Microbes have potential to make a real difference to the way we farm. Photo and story by Karen Trebilcock.

Inaugural professor of Agricultural Innovation at the University of Otago, Dr Craig Bunt

The future is promising for the smallest but hardest working guys on the farm – microbes.

While the cost of fuel pushes up prices for everything from fertiliser to drench, microbes could soon replace them, especially as they can be made with the simplest of manufacturing systems.

“A bit like Speight’s Brewery, that’s all it takes,” Dr Craig Bunt says.

The inaugural professor of Agricultural Innovation at the University of Otago, Craig is a big fan of microbes and of farming and sees them as a way of keeping it greener and using less chemicals.

As a senior research scientist at AgResearch before coming to Otago, he helped develop BioShield to control grass grub as well as strains of fungi for thistles and giant buttercup. BioShield contains the naturally occurring soil bacteria Serratia entomophila which, when in the gut of the grass grub, causes it to die.

“That’s what is great about microbes, they’re naturally found. We’re not making them. There are no worries with GMOs, they’re not genetically modified.

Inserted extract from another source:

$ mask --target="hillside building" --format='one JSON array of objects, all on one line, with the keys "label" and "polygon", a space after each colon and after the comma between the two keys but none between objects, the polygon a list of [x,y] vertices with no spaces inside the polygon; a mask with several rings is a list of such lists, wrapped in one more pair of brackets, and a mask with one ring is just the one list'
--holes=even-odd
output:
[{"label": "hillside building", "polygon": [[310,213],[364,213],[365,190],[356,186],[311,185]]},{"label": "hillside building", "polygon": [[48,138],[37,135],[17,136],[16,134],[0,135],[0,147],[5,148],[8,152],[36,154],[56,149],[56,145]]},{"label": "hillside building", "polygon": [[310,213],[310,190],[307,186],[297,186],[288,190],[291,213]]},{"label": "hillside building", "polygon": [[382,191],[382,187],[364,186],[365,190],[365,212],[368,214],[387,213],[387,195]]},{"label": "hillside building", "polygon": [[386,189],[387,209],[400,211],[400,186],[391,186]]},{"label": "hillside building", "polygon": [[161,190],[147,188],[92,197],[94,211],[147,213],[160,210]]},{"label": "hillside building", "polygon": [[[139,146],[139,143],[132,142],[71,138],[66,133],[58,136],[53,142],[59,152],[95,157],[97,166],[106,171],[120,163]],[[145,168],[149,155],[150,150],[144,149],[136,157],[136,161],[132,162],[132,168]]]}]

“All we’re doing is topping up the good microbes so they can do their job better.”

But keeping them alive and in useful numbers is the challenge.

“With BioShield we started it out as a liquid and then people were mixing it with chlorinated tap water and doing other things which killed the microbes.

“There were a lot of failures. Then they made it into a drillable product that was shelf-stable. Now, knowing how to treat the microbes, they’ve gone back to the liquid product. As a scientist, marketing teaches you a lot.”

Farmers need to be cautious when considering using microbes, especially as they are unregulated, he says.

“There are a few red flags that you often see. If it says on the label the amount of live, viable microbes in the product at the time of manufacture, but not at the time of application, then you should be wary.

“The species should also be named and maybe even the strain and they have got to be alive. Otherwise you might as well be buying tap water.”

Farmers should look for independent research on a product, not anecdotal advice that it worked as it claimed to do.

If it was made overseas, then there has to be information on testing done in New Zealand on the amount of live microbes in the product. So far there are two areas of research on what microbes can do on the farm – young animal health and soil health.

“A young calf’s gut is very similar to a human’s so a lot of our knowledge is transferable.

“However, a developed rumen is completely different. There’s a lot going on. It’s very complex. We’re still talking black magic with the rumen.”

But adding microbes, also known as probiotics, to calf feed is proving its worth.

“There was research done on three dairy farms in South Otago by the Clutha Agriculture Development Board in 2012 with a total of 296 calves in the study.

“On one farm using Biobrew, the probiotic did nothing but on the other two, the calves which were given it compared with the ones which hadn’t, had less scours, had a higher rate of survival and gained weight faster.

“What we think happened, was on the farm that saw no difference, it was because there was more shelter, so the calves were not compromised. “So, using probiotics for calves is like taking out insurance.

“And on all three farms four years later, those calves which were given the probiotic had higher production and a better retention rate in the herd compared with the calves that hadn’t been given it.”

The other area of research was seed coatings containing microbes such as Trichoderma fungi for ryegrass.

The microbes in the fungi can increase nitrogen use efficiency and solubilise phosphate as well as protecting the plant from disease during pasture establishment.

“There is definitely a future there but the challenge is getting enough viable microbes on the seed.

“Also at the moment seed companies tend to use heat drying for seed coatings which is a quicker process but it kills the microbes.

“Microbes are incredibly fragile but at the same time really robust. You can compress them into a tablet and freeze dry them and they’ll be fine.

“If you have them as a liquid in the back of a ute in a Canterbury nor-wester then they probably won’t be.”

Making the microbes in the soil work harder accessing nutrients so they are readily available to grasses and clovers is the real challenge.

“Then we would need cows just to manage the grass growth.”